Self-Attention Mechanism

  • Q, K, V Explained:
    • Query (Q): The representation of the token seeking contextual info.
    • Key (K): The representation of tokens being compared against.
    • Value (V): The information to be aggregated based on the attention scores.
  • Multi-Head Attention: Splits Q, K, V into multiple “heads” to capture diverse relationships and nuances across different subspaces.
  • Dot-Product & Scaling: Computes similarity between Q and K (scaled to avoid large gradients), then applies softmax to weigh V accordingly.

Masking

  • Causal Masking: In autoregressive models, prevents a token from “seeing” future tokens, ensuring proper generation.
  • Padding Masks: Ignore padded (non-informative) parts of sequences to maintain meaningful attention distributions.

Feed-Forward Networks (MLPs)

  • Transformation & Storage: Post-attention MLPs apply non-linear transformations; many argue they’re where the “facts” or learned knowledge really get stored.
  • Depth & Expressivity: Their layered nature deepens the model’s capacity to represent complex patterns.

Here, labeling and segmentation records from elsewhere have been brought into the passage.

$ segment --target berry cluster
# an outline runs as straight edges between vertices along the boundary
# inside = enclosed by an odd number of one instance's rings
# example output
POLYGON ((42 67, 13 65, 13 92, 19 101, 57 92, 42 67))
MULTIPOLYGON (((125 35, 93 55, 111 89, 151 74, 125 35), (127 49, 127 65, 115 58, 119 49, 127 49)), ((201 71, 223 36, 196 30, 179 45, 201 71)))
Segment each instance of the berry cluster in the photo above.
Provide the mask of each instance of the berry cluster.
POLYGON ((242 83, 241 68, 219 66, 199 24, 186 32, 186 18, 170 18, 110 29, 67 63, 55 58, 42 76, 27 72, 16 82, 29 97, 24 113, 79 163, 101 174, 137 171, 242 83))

Residual Connections & Normalization

  • Residual Links: Crucial for gradient flow in deep architectures, preventing vanishing/exploding gradients.
  • Layer Normalization: Stabilizes training by normalizing across features, enhancing convergence.

Scalability & Efficiency Considerations

  • Parallelization Advantage: Entire architecture is designed to exploit modern parallel hardware, a huge win over RNNs.
  • Complexity Trade-offs: Self-attention’s quadratic complexity with sequence length remains a challenge; spurred innovations like sparse or linearized attention.

Training Paradigms & Emergent Properties

  • Pretraining & Fine-Tuning: Massive self-supervised pretraining on diverse data, followed by task-specific fine-tuning, is the norm.
  • Emergent Behavior: With scale comes abilities like in-context learning and few-shot adaptation, aspects that are still being unpacked.

Interpretability & Knowledge Distribution

  • Distributed Representation: “Facts” aren’t stored in a single layer but are embedded throughout both attention heads and MLP layers.
  • Debate on Attention: While some see attention weights as interpretable, a growing view is that real “knowledge” is diffused across the network’s parameters.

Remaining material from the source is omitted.